Book cover: 'Founders of Freedom'
Sister M. Benedict Joseph SNJM
Neumann Press
The Land of Our Lady
Sewn Hardcover
Number of pages: 
296 pages
Grade / Age level: 
Resource Type: 

This first volume in the Catholic American history program, Land of Our Lady, is intended for the fourth grade. It overviews history from Creation to just before Columbus' voyage in 1492. The focus is mostly on Western History - Europe and the Middle East - but Ancient China is also touched upon. Emphasis is placed on the origins of democracy and people in history who were instrumental in its development in various forms (as a preparation for the study of American History - this year's text develops the "background"). The text is very Catholic with a great deal of attention given to Saints who had a role in history and the Catholic Church's influence on civilization. Also included between each Unit are a Marian hymn (with a black and white illustration of Our Lady) and the history of the hymn. While some more controversial issues such as the Inquisition aren't covered (which is reasonable for a 4th grade text), I was happy to see the author point out some of the good and bad of events such as the Crusades. This balanced presentation of history is more helpful for students who have to prepare themselves to defend their Faith in the future.

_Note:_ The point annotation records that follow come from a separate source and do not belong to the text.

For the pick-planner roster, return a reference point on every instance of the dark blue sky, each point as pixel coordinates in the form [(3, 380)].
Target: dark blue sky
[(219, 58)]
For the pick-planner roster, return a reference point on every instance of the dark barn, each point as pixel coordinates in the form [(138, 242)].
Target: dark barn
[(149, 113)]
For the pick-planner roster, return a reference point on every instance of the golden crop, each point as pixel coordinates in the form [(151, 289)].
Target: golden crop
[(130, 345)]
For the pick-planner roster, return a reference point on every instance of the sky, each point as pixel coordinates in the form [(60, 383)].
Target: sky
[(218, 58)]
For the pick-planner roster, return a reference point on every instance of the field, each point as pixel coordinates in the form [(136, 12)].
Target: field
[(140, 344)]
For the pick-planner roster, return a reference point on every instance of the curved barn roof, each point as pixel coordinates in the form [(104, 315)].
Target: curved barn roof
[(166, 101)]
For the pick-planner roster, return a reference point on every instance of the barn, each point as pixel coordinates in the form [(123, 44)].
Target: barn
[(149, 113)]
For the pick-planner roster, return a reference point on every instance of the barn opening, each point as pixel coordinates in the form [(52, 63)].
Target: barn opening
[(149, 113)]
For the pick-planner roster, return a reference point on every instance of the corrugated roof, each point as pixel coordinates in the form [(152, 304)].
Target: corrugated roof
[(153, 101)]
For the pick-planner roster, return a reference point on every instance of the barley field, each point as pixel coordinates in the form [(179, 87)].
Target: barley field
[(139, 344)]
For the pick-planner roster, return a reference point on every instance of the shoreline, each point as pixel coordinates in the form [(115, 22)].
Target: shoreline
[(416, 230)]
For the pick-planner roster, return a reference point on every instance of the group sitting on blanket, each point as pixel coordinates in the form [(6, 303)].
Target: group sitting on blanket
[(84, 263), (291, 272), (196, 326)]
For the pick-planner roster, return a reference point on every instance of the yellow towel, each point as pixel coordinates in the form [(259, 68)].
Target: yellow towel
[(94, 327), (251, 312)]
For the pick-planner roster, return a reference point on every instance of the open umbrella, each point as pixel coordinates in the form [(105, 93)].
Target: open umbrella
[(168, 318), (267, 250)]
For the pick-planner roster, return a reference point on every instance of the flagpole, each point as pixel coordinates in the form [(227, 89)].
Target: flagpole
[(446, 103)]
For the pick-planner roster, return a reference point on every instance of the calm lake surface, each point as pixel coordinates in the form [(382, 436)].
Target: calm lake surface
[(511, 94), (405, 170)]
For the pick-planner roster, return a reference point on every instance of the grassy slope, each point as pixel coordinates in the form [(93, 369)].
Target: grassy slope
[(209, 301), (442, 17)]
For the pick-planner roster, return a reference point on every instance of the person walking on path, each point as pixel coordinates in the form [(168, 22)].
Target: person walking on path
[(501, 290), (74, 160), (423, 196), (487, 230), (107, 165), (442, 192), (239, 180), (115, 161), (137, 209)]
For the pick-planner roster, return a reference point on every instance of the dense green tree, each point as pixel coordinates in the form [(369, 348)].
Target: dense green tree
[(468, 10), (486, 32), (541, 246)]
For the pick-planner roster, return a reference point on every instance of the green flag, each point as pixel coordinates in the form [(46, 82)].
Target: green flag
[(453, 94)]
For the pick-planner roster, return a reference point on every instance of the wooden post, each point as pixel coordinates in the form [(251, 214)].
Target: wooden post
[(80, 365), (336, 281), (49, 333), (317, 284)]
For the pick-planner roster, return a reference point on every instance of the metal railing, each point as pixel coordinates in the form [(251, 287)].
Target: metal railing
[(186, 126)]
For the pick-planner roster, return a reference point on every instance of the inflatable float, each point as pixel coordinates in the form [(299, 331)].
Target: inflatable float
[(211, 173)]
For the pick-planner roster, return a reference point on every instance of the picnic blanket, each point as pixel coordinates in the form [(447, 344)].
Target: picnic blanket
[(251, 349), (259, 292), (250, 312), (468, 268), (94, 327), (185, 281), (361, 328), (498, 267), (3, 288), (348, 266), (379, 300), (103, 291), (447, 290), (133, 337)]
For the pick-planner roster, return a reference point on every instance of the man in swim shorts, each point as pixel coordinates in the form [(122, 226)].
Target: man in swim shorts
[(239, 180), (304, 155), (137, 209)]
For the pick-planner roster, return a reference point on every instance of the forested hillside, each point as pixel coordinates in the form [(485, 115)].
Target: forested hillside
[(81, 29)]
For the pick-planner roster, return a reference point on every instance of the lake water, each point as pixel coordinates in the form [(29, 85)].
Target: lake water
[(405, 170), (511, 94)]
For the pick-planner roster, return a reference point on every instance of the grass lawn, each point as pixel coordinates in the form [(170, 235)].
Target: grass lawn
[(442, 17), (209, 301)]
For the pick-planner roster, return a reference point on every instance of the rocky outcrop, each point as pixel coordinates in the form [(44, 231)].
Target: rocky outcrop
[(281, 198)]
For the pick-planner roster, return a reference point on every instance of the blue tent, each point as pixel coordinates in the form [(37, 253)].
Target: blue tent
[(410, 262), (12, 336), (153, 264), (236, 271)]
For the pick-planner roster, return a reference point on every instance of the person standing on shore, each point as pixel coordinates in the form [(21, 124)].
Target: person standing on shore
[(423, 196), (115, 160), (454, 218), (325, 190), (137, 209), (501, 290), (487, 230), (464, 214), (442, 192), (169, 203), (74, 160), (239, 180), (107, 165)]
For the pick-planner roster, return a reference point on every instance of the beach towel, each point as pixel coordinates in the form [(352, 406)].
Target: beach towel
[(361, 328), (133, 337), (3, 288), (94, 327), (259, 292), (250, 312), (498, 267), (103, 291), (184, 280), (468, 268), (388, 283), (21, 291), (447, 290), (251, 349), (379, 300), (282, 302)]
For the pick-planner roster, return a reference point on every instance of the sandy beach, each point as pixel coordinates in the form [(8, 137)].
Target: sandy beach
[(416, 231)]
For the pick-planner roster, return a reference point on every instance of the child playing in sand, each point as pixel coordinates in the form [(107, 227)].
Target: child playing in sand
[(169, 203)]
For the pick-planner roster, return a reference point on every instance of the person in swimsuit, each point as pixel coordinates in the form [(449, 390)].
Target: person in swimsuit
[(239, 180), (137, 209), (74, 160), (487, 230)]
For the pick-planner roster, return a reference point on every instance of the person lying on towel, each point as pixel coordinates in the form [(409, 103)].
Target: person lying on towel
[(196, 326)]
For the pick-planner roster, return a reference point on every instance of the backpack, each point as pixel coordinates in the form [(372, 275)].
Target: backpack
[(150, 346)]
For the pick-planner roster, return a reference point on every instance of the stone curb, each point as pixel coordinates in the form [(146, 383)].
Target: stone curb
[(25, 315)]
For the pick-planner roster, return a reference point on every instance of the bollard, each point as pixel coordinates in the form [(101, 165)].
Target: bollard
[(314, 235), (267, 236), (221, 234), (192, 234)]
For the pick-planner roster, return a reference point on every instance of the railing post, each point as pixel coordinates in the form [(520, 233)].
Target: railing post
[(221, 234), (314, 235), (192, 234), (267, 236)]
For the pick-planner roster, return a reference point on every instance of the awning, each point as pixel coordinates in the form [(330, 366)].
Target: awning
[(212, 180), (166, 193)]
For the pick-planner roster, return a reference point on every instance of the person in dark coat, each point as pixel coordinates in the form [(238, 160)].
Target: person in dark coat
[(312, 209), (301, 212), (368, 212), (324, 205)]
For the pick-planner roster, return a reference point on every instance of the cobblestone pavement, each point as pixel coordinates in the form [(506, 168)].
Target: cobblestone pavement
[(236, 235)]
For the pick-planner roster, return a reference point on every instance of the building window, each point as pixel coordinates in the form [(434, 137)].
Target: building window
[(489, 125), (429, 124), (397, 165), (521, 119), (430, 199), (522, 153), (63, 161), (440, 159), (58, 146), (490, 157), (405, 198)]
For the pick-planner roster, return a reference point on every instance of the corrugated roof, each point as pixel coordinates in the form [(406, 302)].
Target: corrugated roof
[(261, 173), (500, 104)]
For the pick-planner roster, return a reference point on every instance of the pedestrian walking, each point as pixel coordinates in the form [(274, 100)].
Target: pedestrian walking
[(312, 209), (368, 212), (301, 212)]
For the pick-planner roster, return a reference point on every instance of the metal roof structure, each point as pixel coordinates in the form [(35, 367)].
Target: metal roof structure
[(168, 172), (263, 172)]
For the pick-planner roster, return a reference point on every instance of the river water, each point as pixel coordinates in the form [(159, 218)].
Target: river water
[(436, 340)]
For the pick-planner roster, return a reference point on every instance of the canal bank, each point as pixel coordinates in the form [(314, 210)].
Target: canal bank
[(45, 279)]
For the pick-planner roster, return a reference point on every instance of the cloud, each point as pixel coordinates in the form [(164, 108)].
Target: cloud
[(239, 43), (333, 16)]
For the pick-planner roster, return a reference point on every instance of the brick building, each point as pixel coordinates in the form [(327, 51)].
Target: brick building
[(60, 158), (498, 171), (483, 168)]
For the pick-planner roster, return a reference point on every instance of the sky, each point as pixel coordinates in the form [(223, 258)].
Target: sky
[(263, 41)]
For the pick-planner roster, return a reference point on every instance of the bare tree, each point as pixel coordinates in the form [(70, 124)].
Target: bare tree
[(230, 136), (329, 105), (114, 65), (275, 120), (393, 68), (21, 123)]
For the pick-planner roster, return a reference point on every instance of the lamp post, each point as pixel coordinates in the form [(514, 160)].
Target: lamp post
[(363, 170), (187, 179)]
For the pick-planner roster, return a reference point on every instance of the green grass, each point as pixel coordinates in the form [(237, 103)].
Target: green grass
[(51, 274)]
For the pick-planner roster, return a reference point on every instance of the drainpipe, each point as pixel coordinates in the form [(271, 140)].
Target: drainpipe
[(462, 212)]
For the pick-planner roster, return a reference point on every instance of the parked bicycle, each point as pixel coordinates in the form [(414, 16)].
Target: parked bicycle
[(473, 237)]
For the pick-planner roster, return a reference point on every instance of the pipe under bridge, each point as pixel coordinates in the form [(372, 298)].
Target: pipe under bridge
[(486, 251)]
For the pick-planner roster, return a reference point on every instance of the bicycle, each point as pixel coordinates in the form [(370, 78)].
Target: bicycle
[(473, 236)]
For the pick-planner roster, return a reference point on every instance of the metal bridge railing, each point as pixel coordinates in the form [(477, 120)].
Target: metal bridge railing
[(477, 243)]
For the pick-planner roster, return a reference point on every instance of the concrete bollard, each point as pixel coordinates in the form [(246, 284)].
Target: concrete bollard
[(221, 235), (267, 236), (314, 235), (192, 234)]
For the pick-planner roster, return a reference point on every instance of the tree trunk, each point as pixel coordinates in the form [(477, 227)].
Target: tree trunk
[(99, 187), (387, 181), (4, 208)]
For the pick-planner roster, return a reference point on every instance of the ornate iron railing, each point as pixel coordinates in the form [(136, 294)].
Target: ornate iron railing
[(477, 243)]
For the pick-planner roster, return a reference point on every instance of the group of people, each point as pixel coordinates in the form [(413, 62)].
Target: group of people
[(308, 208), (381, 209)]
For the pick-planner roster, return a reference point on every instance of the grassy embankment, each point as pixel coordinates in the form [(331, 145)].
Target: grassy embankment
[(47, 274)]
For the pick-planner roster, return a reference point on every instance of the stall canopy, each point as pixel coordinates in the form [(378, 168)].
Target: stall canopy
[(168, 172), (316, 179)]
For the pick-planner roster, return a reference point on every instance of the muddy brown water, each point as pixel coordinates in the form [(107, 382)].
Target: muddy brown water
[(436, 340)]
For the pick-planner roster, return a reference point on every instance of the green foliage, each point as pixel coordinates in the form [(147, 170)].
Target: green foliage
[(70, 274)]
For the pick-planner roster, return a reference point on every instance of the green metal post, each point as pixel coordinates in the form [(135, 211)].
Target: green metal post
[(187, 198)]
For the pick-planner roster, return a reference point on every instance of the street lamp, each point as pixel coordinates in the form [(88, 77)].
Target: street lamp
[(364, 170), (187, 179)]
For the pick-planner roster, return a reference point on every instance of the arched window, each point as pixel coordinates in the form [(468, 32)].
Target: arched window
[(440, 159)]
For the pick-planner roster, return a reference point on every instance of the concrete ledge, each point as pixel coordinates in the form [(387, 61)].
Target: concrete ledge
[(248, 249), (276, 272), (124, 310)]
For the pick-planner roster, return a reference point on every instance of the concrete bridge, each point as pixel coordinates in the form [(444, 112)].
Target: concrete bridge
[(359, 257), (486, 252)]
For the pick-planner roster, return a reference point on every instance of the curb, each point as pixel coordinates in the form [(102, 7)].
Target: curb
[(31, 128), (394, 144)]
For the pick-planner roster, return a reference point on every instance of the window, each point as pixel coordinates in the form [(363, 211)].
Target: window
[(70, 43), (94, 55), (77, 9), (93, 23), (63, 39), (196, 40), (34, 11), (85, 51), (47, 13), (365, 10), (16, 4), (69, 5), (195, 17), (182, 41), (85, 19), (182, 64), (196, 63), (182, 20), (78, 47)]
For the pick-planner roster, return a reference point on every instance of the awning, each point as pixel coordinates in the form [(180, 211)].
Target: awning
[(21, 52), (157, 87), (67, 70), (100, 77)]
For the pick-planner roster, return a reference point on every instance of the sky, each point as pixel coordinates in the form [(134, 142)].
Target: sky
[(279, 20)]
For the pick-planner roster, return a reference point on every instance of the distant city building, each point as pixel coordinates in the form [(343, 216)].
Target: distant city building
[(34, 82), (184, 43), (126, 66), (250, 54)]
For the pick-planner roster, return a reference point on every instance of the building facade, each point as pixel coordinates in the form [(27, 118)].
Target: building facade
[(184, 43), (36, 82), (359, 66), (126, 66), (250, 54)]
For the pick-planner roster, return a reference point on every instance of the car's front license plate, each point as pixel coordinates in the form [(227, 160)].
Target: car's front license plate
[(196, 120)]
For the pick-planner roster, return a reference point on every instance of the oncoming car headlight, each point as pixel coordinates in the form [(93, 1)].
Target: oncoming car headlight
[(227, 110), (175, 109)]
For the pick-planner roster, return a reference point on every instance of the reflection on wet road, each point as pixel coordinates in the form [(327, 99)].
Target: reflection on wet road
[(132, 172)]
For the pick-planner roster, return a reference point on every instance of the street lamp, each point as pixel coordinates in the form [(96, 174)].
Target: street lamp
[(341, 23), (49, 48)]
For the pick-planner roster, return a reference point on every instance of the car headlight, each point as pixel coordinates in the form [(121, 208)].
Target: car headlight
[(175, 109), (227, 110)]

The text is readable and interesting (although do keep in mind that I LOVE history), but still rather textbookish. Because it is an overview, many topics are covered rather briefly and the "stories" of history aren't present. There are a rather large quantity of written problems, activities and other reviews designed to reinforce the ideas in the text. I would be inclined to only use some of the written problems and instead supplement with some "living books" (stories from History), such as those listed on our Timeline of Good History Reading.

I did notice a few small errors (as is common in textbooks).

First, the term Oro et Laboro which means literally means "I pray and I work", is interpreted as "To work is to pray" which I think is not only a mistranslation, but a misunderstanding of the rule of St. Benedict.

Second, on page 205, a photo of Neuschwanstein Castle (from Germany),which was built in the 1800s, is labeled "a medieval castle". (No, I'm not an expert on castles - our family put together a 1000piece puzzle of this castle last year!).

Some brief references to the Latin Mass (as a universal institution) and Communism are slightly outdated. Overall, I thought it to be quite a good text and I'm looking forward to reading the next volume.